Question

In a trapezium ABCD, AB || CD. M and N are two points on AD dividing it into three equal parts. Line segments MP and NQ are parallel to AB which meet BC at P and Q, respectively. Prove that BP = PQ = CQ, i.e., P and Q divide BC into three equal parts.

Answer 1

Given: In trapezium ABCD, AB || CD.

Points M and N lie on AD such that AM = MN = ND (AD is divided into three equal parts).

Lines MP and NQ are drawn parallel to AB, meeting BC at P and Q respectively.

To Prove: BP = PQ = QC i.e., P and Q divide BC into three equal parts.

Proof (Step-wise):

1. From the hypothesis MP || AB and NQ || AB and given AB || CD, we have four parallel lines:

AB || MP || NQ || CD

2. Consider the transversal AD.

The four parallel lines meet AD at A, M, N and D respectively.

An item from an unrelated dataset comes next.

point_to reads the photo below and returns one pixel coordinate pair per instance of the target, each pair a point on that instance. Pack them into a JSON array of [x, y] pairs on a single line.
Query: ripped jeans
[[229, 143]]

By construction AM = MN = ND (AD is divided into three equal parts).

3. Consider the other transversal BC.

The same four parallel lines meet BC at B, P, Q and C respectively.

4. By the Intercept Theorem if a set of parallel lines cut one transversal in equal segments, they cut any other transversal in equal corresponding segments, equal intercepts on AD (AM = MN = ND) imply equal intercepts on BC: BP = PQ = QC.

Hence, BP = PQ = QC. 

So, P and Q divide BC into three equal parts.